Second problem faced: AWS-ApplyAnsiblePlaybooks has a few dependencies which need to be installed. Since the VPC had no internet connectivity there was no way of directly installing the dependencies using apt. It is possible to still download packages using apt if the repositories are hosted on S3 using gateway endpoints. Unfortunately, Canonical doesn’t currently have an official S3 mirror and AWS’s default repository is not hosted on S3.
Solution: I changed the architecture to use NAT Gateway instead of VPC endpoints. In the long term, I am considering using a temporary private apt repository hosted on S3 or some other solution that would not require Internet connectivity.
GitHub Actions workflow design
The repository has two GitHub action workflows.
Code Checks workflow: It performs some basic linting and executes a terraform plan step to review the infrastructure being created. It is executed for internal pull requests and when code is pushed to the main branch.
Ubuntu 20.04 CIS AMI Baker workflow: It performs the main AMI creation, steps for which are detailed in the Architecture section. Since we don’t want a separate AMI to be created for all code changes pushed to the main branch, It is triggered manually using the Workflow Dispatch event. This also has the advantage of being able to accept input parameters to decide which part of the workflow needs to be triggered.
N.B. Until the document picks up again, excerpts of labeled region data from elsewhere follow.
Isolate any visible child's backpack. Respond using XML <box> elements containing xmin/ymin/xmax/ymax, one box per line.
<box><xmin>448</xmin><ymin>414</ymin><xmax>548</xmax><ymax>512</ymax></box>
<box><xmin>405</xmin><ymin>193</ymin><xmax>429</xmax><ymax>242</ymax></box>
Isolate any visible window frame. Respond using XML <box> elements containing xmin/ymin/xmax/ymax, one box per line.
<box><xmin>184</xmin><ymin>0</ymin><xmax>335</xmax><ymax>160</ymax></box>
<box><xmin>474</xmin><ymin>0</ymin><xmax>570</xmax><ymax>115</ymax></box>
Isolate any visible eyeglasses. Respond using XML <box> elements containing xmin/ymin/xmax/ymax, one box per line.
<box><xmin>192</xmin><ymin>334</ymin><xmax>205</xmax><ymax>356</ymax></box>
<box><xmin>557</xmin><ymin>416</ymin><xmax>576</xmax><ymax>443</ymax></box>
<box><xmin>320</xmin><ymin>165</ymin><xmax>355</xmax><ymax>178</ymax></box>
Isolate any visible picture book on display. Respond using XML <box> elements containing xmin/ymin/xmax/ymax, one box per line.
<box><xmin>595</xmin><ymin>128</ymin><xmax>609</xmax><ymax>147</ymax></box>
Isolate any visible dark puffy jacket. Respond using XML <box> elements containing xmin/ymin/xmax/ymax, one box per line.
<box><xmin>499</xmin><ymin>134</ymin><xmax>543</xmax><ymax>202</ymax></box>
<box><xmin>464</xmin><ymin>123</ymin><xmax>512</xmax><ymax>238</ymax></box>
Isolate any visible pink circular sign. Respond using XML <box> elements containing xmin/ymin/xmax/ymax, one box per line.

- The first part of the workflow creates the infrastructure and starts Ansible playbook execution.
- The second part of the workflow creates the AMI and deletes the infrastructure.
Running the workflow in two parts:
- Allows manual changes to the instance before the AMI is created.
- Reduces GitHub actions execution time since the second part doesn’t have to wait for the Ansible playbook execution to complete.